Valverde no es solo la capital insular y puerta de entrada por aire y mar, es también el municipio más verde de Canarias, tanto por su vegetación como por su compromiso sostenible.
Su propio nombre nació de la impresión que dejaron sus valles en los primeros colonos.
Hoy, esa misma imagen de colinas frondosas y caminos tradicionales sigue viva a través de rutas señalizadas que invitan a perderse entre la niebla y el musgo.
Como define su propio portal turístico, Valverde es “un paseo por una naturaleza sorprendente, por playas y charcos espectaculares, por un vasto pasado y, sobre todo, por un futuro tan brillante como sostenible”.
Una de las más populares es la Ruta de La Llanía, un recorrido circular que permite atravesar distintos ecosistemas insulares en apenas unas horas: fayal-brezal, bosque húmedo y volcanes dormidos.
Entre las joyas naturales de Valverde destaca el Paisaje Protegido de Ventejís, hogar del Árbol Garoé, considerado sagrado por los antiguos pobladores por su capacidad para recoger agua de la lluvia horizontal.
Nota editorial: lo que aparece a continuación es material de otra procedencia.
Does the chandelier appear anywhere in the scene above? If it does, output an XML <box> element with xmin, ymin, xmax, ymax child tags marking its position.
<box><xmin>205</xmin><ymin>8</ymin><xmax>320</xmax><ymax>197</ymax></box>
Fue clave para su supervivencia y evolución cultural.
Muy cerca se encuentra La Albarrada, uno de los primeros asentamientos humanos de la isla, que hoy sigue siendo visitable entre muros de piedra y vegetación.
Por supuesto, Valverde también se abre al océano.
Playas vírgenes, charcos escondidos, zonas de baño con barbacoas y una singular Biblioplaya —que permite dejar y recoger libros en distintas playas— lo convierten en un lugar que, más que visitarse, se vive.